US 12,118,304 B2
Difference extraction device, method and program
Daiki Tanaka, Tokyo (JP); Takehiko Kagoshima, Kanagawa (JP); Kenji Iwata, Tokyo (JP); and Hiroshi Fujimura, Kanagawa (JP)
Assigned to KABUSHIKI KAISHA TOSHIBA, Tokyo (JP)
Filed by KABUSHIKI KAISHA TOSHIBA, Tokyo (JP)
Filed on Aug. 31, 2021, as Appl. No. 17/463,197.
Claims priority of application No. 2020-184610 (JP), filed on Nov. 4, 2020.
Prior Publication US 2022/0138420 A1, May 5, 2022
Int. Cl. G06F 40/268 (2020.01); G06F 40/232 (2020.01); G06F 40/30 (2020.01); G10L 13/08 (2013.01); G10L 15/02 (2006.01); G10L 15/06 (2013.01); G10L 15/183 (2013.01); G10L 15/22 (2006.01)

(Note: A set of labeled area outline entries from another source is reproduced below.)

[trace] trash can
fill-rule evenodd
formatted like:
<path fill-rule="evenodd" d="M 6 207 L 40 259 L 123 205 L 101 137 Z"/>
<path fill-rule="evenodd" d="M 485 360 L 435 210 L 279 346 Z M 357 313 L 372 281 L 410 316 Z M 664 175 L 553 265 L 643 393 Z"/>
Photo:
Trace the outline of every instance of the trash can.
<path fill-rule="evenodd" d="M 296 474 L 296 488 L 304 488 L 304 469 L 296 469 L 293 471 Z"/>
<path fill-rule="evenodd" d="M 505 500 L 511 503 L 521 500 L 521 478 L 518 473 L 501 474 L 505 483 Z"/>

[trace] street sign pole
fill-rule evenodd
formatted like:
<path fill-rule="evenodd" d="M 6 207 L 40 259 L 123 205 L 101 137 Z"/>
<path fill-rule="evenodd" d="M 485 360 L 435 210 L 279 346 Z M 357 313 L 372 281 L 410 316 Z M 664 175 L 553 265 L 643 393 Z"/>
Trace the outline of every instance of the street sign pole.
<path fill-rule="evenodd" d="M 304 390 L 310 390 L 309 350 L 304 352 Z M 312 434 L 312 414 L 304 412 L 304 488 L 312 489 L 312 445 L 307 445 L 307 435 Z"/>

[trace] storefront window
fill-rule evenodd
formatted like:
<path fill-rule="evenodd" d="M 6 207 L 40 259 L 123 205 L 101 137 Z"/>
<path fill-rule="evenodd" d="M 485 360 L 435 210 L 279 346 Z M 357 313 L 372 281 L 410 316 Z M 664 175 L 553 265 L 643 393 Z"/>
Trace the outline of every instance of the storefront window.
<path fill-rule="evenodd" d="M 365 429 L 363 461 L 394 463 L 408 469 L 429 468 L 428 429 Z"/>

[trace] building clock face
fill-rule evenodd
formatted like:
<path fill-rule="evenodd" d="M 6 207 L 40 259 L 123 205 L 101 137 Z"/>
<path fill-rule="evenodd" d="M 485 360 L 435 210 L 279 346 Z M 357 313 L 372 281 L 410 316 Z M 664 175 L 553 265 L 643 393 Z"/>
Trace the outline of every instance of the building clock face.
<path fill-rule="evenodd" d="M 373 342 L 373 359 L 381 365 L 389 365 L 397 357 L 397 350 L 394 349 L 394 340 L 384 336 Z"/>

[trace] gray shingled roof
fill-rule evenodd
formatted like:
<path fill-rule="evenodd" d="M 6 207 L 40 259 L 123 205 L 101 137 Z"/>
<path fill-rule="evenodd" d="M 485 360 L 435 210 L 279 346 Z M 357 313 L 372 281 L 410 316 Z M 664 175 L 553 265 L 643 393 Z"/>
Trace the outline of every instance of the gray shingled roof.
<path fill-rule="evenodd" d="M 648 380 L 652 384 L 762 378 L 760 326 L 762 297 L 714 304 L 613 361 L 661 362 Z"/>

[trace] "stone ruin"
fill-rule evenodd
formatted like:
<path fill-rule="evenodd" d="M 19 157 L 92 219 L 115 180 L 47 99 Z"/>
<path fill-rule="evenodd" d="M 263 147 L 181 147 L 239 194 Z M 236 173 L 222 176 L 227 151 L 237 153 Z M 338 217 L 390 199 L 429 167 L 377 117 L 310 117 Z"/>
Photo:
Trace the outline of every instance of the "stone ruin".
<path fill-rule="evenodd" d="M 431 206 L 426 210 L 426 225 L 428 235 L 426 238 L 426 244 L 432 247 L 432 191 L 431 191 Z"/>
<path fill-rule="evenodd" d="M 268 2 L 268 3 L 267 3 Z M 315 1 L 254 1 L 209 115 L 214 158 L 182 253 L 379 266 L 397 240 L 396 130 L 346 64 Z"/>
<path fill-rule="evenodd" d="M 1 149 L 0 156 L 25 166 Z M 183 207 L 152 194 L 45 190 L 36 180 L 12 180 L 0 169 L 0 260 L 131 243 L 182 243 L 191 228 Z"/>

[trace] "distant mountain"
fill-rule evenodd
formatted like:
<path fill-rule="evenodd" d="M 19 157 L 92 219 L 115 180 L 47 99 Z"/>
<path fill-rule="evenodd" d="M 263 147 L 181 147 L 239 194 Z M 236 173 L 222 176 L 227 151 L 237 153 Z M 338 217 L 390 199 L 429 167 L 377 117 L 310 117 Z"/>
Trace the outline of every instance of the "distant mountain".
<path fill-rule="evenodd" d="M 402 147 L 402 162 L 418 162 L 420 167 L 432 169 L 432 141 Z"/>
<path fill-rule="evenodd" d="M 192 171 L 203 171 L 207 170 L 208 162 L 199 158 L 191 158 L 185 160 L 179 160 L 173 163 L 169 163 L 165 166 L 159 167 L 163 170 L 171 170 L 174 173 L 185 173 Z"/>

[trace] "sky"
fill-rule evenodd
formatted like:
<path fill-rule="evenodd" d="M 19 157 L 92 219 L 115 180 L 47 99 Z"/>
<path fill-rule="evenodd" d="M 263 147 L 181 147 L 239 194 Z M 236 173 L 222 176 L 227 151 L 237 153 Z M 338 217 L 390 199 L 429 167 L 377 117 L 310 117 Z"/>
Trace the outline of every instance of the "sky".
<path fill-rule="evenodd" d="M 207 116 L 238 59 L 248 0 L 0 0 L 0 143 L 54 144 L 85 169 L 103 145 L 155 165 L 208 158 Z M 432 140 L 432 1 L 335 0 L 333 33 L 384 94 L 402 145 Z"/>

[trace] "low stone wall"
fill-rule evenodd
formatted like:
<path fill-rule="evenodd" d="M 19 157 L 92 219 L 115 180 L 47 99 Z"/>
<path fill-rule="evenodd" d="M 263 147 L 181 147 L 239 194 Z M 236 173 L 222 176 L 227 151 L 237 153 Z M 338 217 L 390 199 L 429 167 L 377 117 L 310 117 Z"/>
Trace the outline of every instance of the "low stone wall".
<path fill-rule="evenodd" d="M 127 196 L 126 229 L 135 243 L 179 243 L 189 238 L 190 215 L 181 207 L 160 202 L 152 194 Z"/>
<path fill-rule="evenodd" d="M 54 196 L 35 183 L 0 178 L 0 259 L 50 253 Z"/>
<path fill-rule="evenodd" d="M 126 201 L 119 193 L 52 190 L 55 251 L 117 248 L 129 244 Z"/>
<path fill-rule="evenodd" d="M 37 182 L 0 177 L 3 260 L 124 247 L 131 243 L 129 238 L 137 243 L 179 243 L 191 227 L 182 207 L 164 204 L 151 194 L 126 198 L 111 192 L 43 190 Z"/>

CPC G06F 40/268 (2020.01) [G06F 40/232 (2020.01); G06F 40/30 (2020.01); G10L 15/02 (2013.01); G10L 15/063 (2013.01); G10L 15/183 (2013.01); G10L 15/22 (2013.01)] 9 Claims
OG exemplary drawing
 
1. A difference extraction device comprising processing circuitry configured to:
acquire a text in which an input notation string is described;
convert the input notation string into a pronunciation string;
convert the pronunciation string into an output notation string;
extract a difference by comparing the input notation string and the output notation string with each other, and determining, as the difference, based on a result of the comparison, a part of the output notation string which differs from a part of the input notation string, wherein said parts are respectively located at corresponding positions in the input notation string and the output notation string;
analyze the input notation string;
estimate a notation of a word candidate contained in the input notation string and including the difference, based on an analysis result of the input notation string; and
determine a word type of the word candidate,
wherein:
where the notation of the word candidate is estimated, the processing circuitry extracts, from the input notation string, a character string estimated to form a word by concatenating the difference and at least one character adjacent to the difference, and outputs the extracted character string as the estimated notation of the word candidate,
where the word type of the word candidate is determined, the processing circuitry determines, using a different notation dictionary which is a dictionary listing different notations of a same word with a same meaning, if two notations including the notation of the word candidate and the notation in the output notation string corresponding to the notation of the word candidate are present in the different notation dictionary, that the two notations are caused by a notation fluctuation,
where the pronunciation string is converted into the output notation string,
the processing circuitry is further configured to:
convert the pronunciation string into an acoustic score vector;
store a language model and a word dictionary for speech recognition in a memory; and
generate a second pronunciation string from the acoustic score vector and convert the generated second pronunciation string into the output notation string, using the language model and the word dictionary,
wherein the acoustic score vector is a 102-dimensional vector representing a likelihood of each of syllables included in the pronunciation string that is in a Japanese language, a pronunciation of each of the syllables being expressed by a single state, the Japanese language including 102 syllables, and
wherein the processing circuitry is further configured to execute a display control process in which the input notation string including the word candidate is displayed on a display and in which the notation of the word candidate is displayed on the display, using a display attribute based on the word candidate.